Les actions liées aux énergies renouvelables

A Namur, la production en énergie renouvelable constitue très certainement un important poste d’amélioration au niveau du plan Climat Energie. En effet, la production actuelle est faible et couvre à peine 1,4% des consommations territoriales. Leur mise en œuvre permettrait pourtant d’éviter de fortes consommations de CO2. Afin d’atteindre cet objectif, l’effort devra être réparti entre les différents acteurs du territoire : le placement de panneaux solaires et photovoltaïques sur les bâtiments résidentiels et tertiaires, l’encouragement de développement de projets citoyens en énergies renouvelables (éolienne, hydroélectricité, réseau de chaleur).  Pour y arriver, deux actions majeures  sont mises en avant dans le Plan Climat Energie.

  • L’action vingt-quatre qui met en place un réseau d’énergies renouvelables et qui en établit la cartographie.

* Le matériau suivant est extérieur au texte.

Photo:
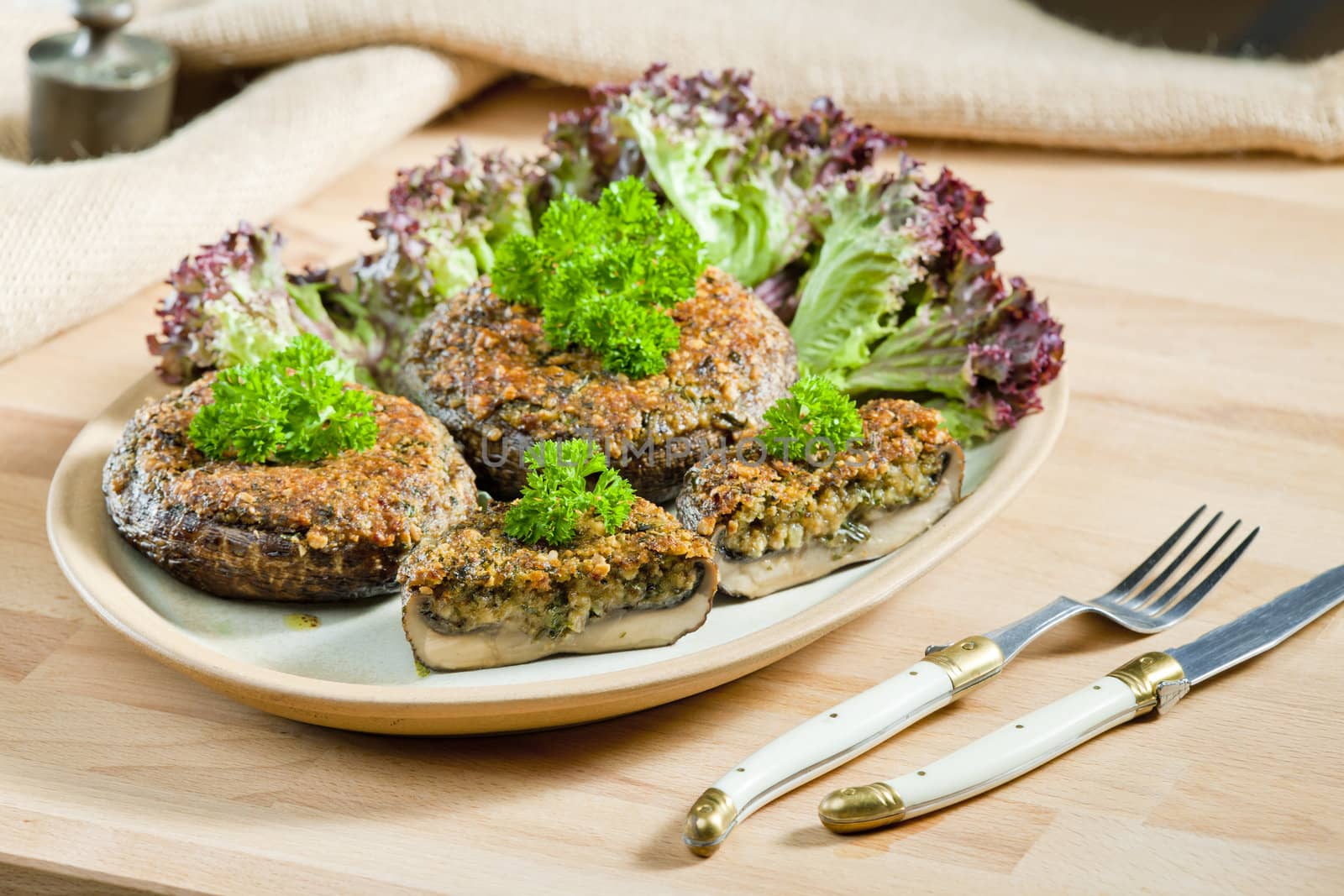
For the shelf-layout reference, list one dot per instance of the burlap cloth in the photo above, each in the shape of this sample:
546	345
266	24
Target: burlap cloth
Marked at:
77	238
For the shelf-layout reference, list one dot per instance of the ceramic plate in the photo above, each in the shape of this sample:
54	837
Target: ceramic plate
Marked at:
349	667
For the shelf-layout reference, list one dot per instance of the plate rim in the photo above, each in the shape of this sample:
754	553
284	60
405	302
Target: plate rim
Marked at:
313	699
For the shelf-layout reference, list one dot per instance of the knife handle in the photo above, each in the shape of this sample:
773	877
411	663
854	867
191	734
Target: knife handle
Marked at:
837	735
1005	754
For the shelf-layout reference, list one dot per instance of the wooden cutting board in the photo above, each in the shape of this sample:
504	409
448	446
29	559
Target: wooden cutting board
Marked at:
1205	313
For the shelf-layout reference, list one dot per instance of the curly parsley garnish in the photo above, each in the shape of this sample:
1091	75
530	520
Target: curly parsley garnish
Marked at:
557	493
604	275
286	407
813	418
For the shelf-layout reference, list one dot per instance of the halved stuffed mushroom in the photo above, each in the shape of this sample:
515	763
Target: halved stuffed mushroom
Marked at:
779	523
475	597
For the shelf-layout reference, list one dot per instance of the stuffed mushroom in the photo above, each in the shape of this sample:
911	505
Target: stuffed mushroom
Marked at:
486	369
476	597
779	523
313	531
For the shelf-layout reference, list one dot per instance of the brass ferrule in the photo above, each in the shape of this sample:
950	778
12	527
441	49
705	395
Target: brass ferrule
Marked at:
969	663
853	809
709	822
1146	673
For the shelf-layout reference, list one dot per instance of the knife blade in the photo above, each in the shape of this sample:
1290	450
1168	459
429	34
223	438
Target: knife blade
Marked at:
1151	681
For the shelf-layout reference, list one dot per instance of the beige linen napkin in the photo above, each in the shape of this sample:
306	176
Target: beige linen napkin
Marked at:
77	238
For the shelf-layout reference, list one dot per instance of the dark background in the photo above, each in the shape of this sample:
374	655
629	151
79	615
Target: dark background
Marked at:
1288	29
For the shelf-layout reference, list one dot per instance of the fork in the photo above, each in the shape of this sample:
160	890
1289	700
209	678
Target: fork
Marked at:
947	672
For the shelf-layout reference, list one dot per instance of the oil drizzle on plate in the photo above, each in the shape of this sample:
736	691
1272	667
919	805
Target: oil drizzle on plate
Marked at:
300	621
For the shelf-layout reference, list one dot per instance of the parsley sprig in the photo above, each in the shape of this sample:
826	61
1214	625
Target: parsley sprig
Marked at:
286	407
605	275
813	418
557	495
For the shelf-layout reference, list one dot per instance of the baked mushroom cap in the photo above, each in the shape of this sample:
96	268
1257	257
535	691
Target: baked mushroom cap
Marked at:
776	524
323	531
486	369
476	598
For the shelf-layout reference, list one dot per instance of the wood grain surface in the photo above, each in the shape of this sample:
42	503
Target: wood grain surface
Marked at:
1203	304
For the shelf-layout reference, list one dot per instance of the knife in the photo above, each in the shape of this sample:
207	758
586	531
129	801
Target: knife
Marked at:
1151	681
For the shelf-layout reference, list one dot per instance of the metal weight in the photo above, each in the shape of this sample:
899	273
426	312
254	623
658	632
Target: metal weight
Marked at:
98	90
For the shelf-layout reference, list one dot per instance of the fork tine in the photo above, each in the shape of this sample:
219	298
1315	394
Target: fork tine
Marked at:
1171	598
1175	564
1142	570
1183	606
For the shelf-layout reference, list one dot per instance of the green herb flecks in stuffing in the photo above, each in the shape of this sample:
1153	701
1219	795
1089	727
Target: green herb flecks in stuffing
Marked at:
557	493
604	275
813	418
286	407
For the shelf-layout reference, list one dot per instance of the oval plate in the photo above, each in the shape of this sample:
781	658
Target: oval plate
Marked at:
349	665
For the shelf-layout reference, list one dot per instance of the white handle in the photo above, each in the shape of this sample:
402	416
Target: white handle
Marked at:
983	765
813	748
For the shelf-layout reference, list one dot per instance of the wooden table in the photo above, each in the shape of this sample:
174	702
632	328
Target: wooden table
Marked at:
1205	315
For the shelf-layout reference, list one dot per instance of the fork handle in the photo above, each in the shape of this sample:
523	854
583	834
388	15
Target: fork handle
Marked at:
835	736
1005	754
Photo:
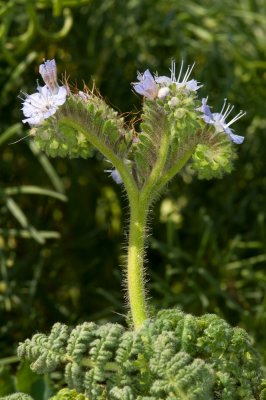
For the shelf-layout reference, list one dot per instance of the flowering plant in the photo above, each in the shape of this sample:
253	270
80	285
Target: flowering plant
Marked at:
169	355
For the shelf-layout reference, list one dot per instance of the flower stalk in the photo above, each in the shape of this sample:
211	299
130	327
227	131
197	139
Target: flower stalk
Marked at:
175	130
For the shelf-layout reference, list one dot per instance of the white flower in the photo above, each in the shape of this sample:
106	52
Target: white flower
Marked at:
146	86
218	120
190	85
41	105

Toujours dans l’optique de soutenir un maximum les initiatives citoyennes en matière d’énergies renouvelables, la Ville de Namur propose de créer un espace virtuel d’échanges d’informations sur cette thématique. Une cartographie des installations sur le territoire favoriseraient les échanges entre candidats producteurs et producteurs expérimentés.
  • La vingt-cinquième et dernière action de ce plan est de soutenir les investissements collectifs en matière d’énergies renouvelables. Le potentiel du territoire namurois en production d’énergies renouvelables étant limité par rapport à d’autres régions, la Ville de Namur désire ouvrir un maximum de portes en participant à des groupes de travail sur d’éventuelles collaborations avec des communes voisines. En complément à cette réflexion, elle a l’intention de soutenir un maximum les projets citoyens de production d'énergie renouvelable sur le territoire. Ceci pourrait se faire par apport de garantie, soutien financier ou investissements de départ. Le but étant avant tout de laisser la main aux citoyens sur la gestion du projet.